Your “right to remain silent” meant you didn’t have to answer the police in a custodial interrogation and if you weren’t under arrest or already incarcerated, you could terminate the questioning by just leaving (which is psychologically difficult to do under the circumstances.)  It, of course, meant that you had to be silent for a very long time in circumstances that make it psychologically difficult not to respond.

For Van Chester Thompkins, it became too much.  After largely remaining silent for roughly three hours of constant police questioning, he cracked and made an incriminating response.  He challenged the use of that response at trial saying that he had invoked his right to be silent by…. being silent and that the continued questioning by police violated his Miranda rights.

The U.S. Sixth Circuit Court of Appeals in Cincinnati agreed and reversed his conviction.  Today, a conservative majority in the U.S. Supreme Court in a 5-4 decision reversed the Sixth Circuit.  The Court held that Thompkins needed to first “affirmatively” assert his right to remain silent by explicitly telling the police that he was affirmatively asserting his right to remain silent.  Had he done so, the majority ruled, the police would have to immediately end all questioning.

The minority opinion by Justice Sotomayor wrote the dissent:

“Criminal suspects must now unambiguously invoke their right to remain silent – which counterintuitively, requires them to speak,” she said. “At the same time, suspects will be legally presumed to have waived their rights even if they have given no clear expression of their intent to do so.
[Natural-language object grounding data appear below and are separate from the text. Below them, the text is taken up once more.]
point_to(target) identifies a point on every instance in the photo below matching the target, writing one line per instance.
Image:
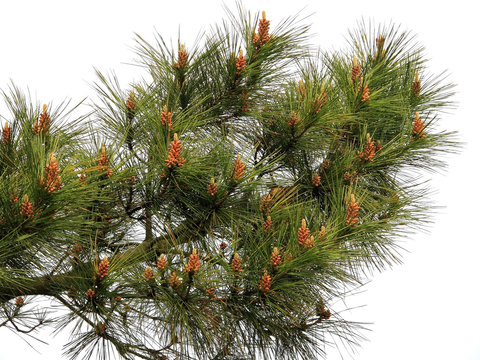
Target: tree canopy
(216, 209)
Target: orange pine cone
(103, 268)
(26, 209)
(210, 292)
(301, 88)
(322, 234)
(319, 102)
(263, 27)
(236, 264)
(6, 134)
(275, 257)
(51, 181)
(148, 274)
(268, 225)
(182, 58)
(240, 63)
(356, 71)
(303, 233)
(103, 161)
(365, 94)
(310, 242)
(174, 157)
(266, 282)
(131, 106)
(212, 187)
(193, 263)
(238, 169)
(352, 212)
(245, 101)
(42, 125)
(316, 180)
(174, 280)
(326, 164)
(418, 127)
(166, 118)
(368, 151)
(293, 120)
(90, 293)
(416, 86)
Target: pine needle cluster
(218, 210)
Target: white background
(427, 308)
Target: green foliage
(270, 180)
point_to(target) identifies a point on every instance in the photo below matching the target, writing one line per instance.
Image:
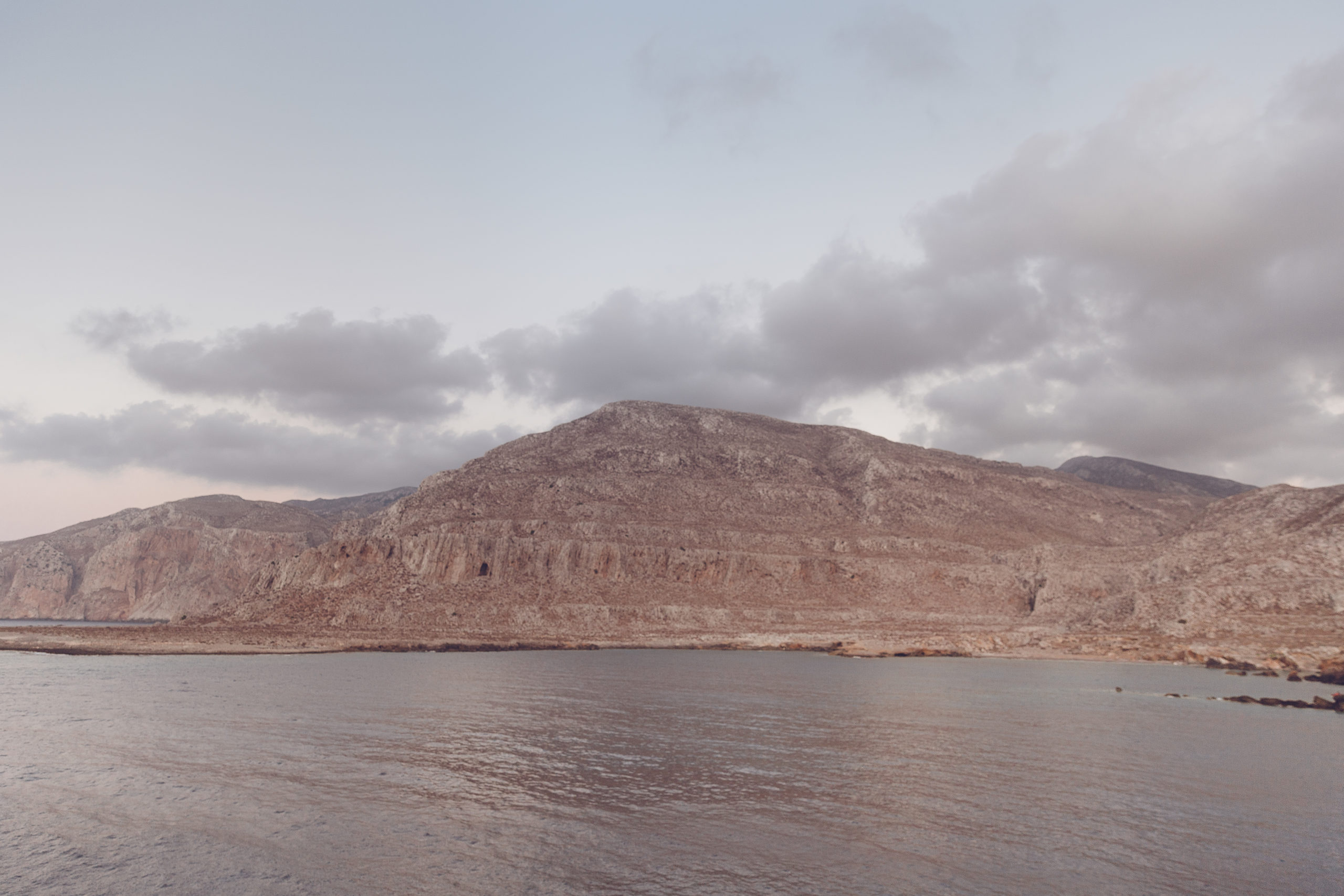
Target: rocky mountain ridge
(1124, 473)
(660, 524)
(160, 563)
(647, 520)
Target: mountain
(171, 561)
(659, 520)
(353, 508)
(1124, 473)
(659, 524)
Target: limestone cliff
(174, 559)
(655, 520)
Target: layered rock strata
(176, 559)
(648, 520)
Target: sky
(319, 249)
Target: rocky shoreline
(1321, 664)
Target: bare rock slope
(175, 559)
(1124, 473)
(353, 508)
(647, 522)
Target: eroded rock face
(171, 561)
(1124, 473)
(647, 518)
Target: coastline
(1014, 644)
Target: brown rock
(175, 559)
(1332, 671)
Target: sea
(662, 773)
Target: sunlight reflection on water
(658, 773)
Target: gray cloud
(1138, 289)
(116, 330)
(1148, 289)
(312, 364)
(902, 45)
(234, 448)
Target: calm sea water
(658, 773)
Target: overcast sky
(318, 249)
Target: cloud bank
(1166, 287)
Those results, in my view, find no basis in Miranda or our subsequent cases and are inconsistent with the fair-trial principles on which those precedents are grounded.”

However, I think the majority decision actually creates a massive problem for law enforcement which is still overly reliant (despite what you see on “CSI”) on custodial interrogation as a means to solve crimes.  By equating the affirmative assertion of remaining silent to the affirmative assertion of the right to counsel, the conservative majority has created a path to end custodial interrogations altogether.

Once a person asserts a right to counsel, the police cannot continue to question the suspect or come back and start questioning again without counsel being present (unless the suspect contacts the police and asks that they resume counsel, or the suspect retains counsel and agrees to resume questioning.)

Ordinarily, a suspect would not assert a right to counsel because they didn’t have the means to hire an attorney and didn’t want to wait to be charged and appear in court in order to obtain one.

However, now, all a suspect needs to do is say the magic words “I’m asserting my right to be silent” and all the psychological tactics that law enforcement has developed over the year to get reluctant suspect’s to come around to talking goes out the window.

I think in the end, this decision creates an easier path for criminal suspects to quickly end custodial interrogations than the conservative majority realizes.  However, given the high number of well-documented false confessions that still occur all too regularly in the criminal justice system, that may not be a bad thing.  But I’m not sure this is the result the conservative majority intended or expected.